Reconstruir la confianza
Reconstruir la unidad de un país no solamente corresponde al mandatario, sino a las personas que le rodean. Algunos estudiosos de la ética coinciden en que la integridad no siempre es rentable, precisamente porque obrar rectamente implica en ocasiones renunciar a grandes beneficios económicos. No obstante, es opinión generalizada que la falta de ética, la corrupción al fin y al cabo, incrementa la desconfianza de las personas. Más aún, se dice que “la confianza es como el cristal”: difícil de forjar, fácil de romper, y muchas veces imposible de reparar.
Aunque levantar la confianza de una nación puede parecer una utopía política, hay casos que arrojan una luz de esperanza. Además de la gestión de la democracia mediante la creación de nuestro patrimonio histórico, hay otros casos que son referentes en la historia de la humanidad. Por ejemplo, “Team of Rivals” (en español, equipo de rivales) es el título de una de las biografías del Abraham Lincoln, el presidente más renombrado en la historia de Estados Unidos. Recordado por la abolición de la esclavitud, fue capaz de generar la confianza necesaria en medio del caos, para integrar un equipo de opositores que se enfocara en la reconstrucción política del país.
A pesar de su carácter conciliador y gran elocuencia, Lincoln fue incapaz de evitar una cruenta guerra civil que se extendió por cuatro años. No obstante, al final de su mandato consiguió una tregua. Desafortunadamente, cinco días después de alcanzar la paz nacional, Lincoln murió asesinado. Unir una nación requirió asumir grandes riesgos y defender las propias convicciones, hasta el ocaso del día. Sin embargo, Lincoln tampoco estaba exento de vicios personales, e incluso padecimientos psiquiátricos. Aún así, todavía hoy es considerado uno de los gobernantes más famosos de la historia. Al igual que Churchill, sus defectos no le impidieron liderar correctamente a una nación.

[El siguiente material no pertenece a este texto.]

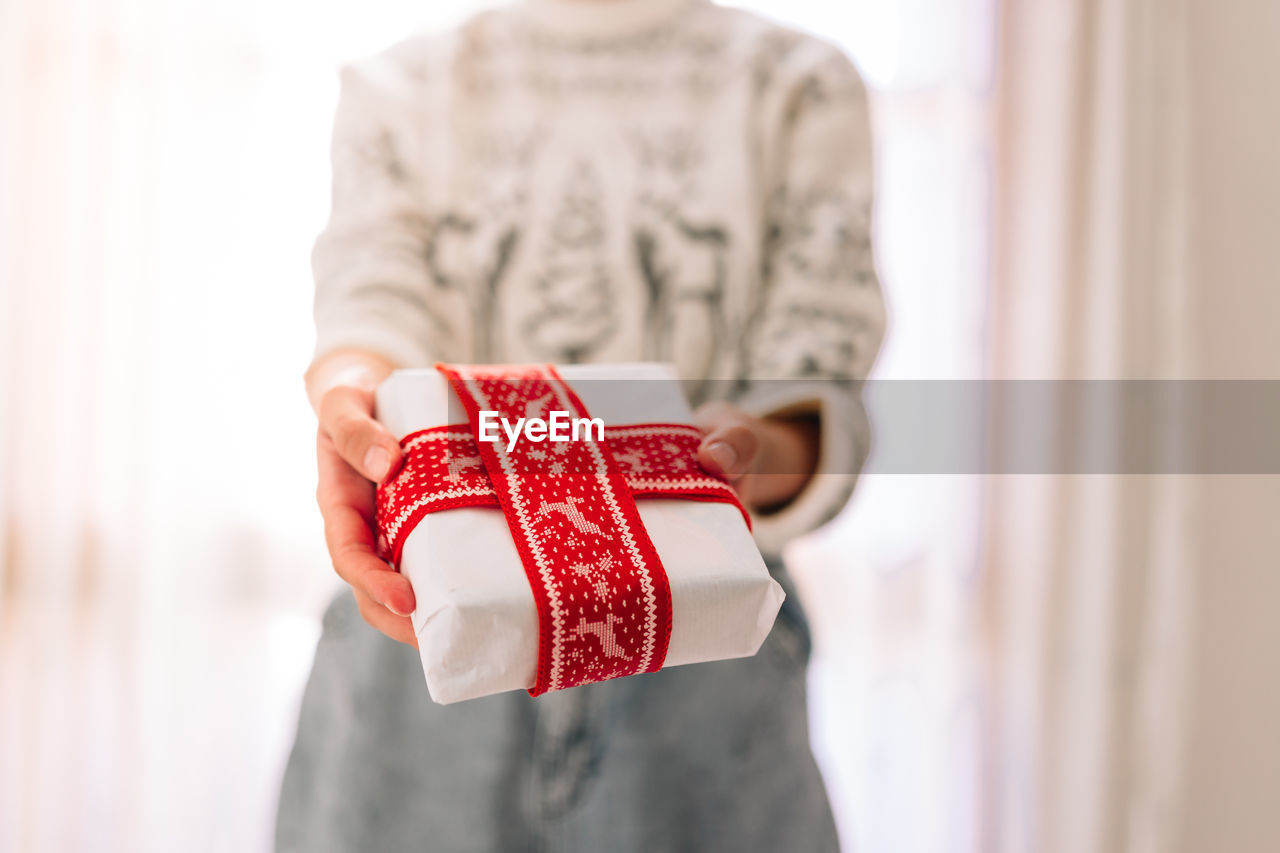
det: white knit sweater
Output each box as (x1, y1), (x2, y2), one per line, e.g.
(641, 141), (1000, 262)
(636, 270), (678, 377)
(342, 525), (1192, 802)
(314, 0), (884, 553)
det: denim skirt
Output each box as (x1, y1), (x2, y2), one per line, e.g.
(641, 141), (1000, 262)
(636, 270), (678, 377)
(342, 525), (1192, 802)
(275, 558), (837, 853)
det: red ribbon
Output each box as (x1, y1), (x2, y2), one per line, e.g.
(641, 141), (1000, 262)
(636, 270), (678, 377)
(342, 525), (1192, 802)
(378, 365), (750, 695)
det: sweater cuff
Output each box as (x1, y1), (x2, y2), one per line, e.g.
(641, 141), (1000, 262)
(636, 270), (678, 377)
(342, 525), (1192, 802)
(311, 321), (434, 369)
(735, 380), (870, 558)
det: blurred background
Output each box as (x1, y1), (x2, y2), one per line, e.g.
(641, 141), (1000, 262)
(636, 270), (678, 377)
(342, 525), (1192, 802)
(0, 0), (1280, 853)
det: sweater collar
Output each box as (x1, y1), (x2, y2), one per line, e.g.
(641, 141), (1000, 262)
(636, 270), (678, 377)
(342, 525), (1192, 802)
(517, 0), (698, 37)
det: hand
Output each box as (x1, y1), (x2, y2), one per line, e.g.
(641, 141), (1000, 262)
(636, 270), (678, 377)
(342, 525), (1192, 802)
(694, 401), (819, 512)
(316, 386), (417, 647)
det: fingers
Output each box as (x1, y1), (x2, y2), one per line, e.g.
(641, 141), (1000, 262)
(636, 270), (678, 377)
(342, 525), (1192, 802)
(694, 402), (760, 480)
(316, 433), (416, 616)
(320, 386), (401, 483)
(352, 589), (417, 648)
(320, 491), (416, 616)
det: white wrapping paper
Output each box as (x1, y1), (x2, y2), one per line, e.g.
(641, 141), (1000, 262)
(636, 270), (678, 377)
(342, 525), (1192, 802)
(378, 364), (783, 704)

Como consigna Cervantes en el Quijote, “nunca segundas partes fueron buenas”. En la segunda ronda electoral habrá menos oportunidades para escoger, pero nos guste o no, en ella comenzaremos a escribir la historia de los próximos cuatro años. No votar sería lo mismo que quedarse de brazos cruzados, significaría renunciar al protagonismo en una decisión que comprometerá el futuro del país. Es momento de dejar de señalar culpables, es tiempo de mirarse en el espejo, para asumir la cuota de compromiso que implica ser hijo de una patria. Jorge Luis Borges puso en boca de “Funes, el memorioso”: “Más recuerdos tengo yo solo que los que habrán tenido todos los hombres desde que el mundo es mundo”. Si tampoco somos capaces de olvidar los errores ajenos, al menos debemos visualizar su potencial para cambiar. No se trata de ocultar los defectos, sino de contar con ellos para elegir a quien pueda enfrentar los desafíos, a pesar de sus debilidades. Pasar de página y ver hacia el futuro que queremos, quizá nos facilite reconstruir nuestra confianza en quienes gobiernan: a actuar sin rencor, pero con responsabilidad.